Cognitive decline is stealthy, my friends. It tiptoes in a couple of times a week at first, and hides until dark. The TV stays on, usually news. Bathing and dressing become erratic, and the thing that is remembered is one phone number: my mom’s. Long beyond the healthy time to move to assisted living, just down the hall in this sprawling citadel of decrepitude. Here is the Shangri-La of existence: where meals happen for you, hygiene is outsourced, and should you be aware of your social isolation, there are group activities that could be fun. But most of what’s going on with the body and mind can no longer enjoy all those anticipated pleasures of retirement.

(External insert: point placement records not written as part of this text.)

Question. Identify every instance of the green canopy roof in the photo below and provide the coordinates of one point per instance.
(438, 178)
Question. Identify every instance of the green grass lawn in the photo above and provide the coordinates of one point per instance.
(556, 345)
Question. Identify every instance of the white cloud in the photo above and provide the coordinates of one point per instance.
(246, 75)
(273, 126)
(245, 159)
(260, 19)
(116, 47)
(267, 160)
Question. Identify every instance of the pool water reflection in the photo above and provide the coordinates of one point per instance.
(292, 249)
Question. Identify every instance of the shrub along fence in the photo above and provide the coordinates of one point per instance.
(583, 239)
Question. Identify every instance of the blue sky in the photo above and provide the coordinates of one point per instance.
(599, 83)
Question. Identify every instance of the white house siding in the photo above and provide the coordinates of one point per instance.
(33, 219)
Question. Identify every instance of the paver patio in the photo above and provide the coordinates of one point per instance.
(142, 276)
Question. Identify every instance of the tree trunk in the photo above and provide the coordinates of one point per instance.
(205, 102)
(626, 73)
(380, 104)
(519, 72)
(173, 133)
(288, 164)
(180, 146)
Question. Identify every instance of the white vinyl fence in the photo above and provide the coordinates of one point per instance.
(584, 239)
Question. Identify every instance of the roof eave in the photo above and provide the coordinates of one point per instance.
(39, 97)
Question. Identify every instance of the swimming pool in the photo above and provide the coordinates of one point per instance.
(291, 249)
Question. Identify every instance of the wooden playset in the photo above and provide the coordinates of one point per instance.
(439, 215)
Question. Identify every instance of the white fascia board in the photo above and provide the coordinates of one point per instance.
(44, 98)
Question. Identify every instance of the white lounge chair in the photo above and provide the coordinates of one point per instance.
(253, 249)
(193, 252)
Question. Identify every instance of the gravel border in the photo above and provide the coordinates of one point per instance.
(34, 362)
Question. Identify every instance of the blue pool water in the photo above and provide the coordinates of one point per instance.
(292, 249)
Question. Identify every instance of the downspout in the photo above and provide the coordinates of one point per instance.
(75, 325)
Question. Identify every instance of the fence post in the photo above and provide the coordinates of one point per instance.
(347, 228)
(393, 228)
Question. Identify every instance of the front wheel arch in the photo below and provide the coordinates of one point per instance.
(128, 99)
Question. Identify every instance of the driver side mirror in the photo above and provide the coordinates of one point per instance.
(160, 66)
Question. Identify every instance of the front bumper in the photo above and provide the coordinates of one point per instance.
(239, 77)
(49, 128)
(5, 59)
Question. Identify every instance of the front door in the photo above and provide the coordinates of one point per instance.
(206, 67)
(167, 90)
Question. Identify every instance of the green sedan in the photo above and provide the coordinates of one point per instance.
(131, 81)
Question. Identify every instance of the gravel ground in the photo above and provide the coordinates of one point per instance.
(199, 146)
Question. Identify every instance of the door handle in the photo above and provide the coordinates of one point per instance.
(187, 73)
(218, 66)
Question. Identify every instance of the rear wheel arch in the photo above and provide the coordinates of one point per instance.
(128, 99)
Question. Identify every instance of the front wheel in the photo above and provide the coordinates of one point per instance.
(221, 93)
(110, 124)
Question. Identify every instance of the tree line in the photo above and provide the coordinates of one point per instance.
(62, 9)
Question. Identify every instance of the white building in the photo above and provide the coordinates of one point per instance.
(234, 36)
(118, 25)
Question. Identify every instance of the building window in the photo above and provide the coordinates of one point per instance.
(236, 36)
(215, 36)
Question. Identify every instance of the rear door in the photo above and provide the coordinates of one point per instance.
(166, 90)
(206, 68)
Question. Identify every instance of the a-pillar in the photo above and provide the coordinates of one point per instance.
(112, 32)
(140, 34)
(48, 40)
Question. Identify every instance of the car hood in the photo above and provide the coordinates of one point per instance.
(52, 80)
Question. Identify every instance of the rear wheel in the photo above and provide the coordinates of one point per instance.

It eventually, and far too late, becomes apparent to family and staff that full time care is needed. Bathing, dressing, feeding, walking, are all handled by well-meaning and hardworking strangers. The social circle of fellow inmates is more like a rhythmic pulsing of familiarity than meaningful exchange. And let me be clear: these are the good spots.
Last year my aunt Bobbie decided she needed to get something from the closet that required climbing on a chair. At 90 and using a walker, this was no small feat and she almost made it. It’s always the descent, isn’t it?
The hourly staff check-in revealed her plight and by the time she got to the hospital, her time of embodiment was done. We all thought Bernadette would soon follow because of the twin thing. Yet she floats on between us and Summerland, as she has for over a decade. My sister is a patient, comforting companion and visits every two weeks. Mom sneaks over a couple of times a week, but the value of those visits has faded, and she is quickly dismissed with an “I want to go to sleep now”. We’ve been sort of hanging out, waiting for this bit of closure that doesn’t seem to be coming….year two now.
And I want something more beautiful for my parents, that’s worthy of them.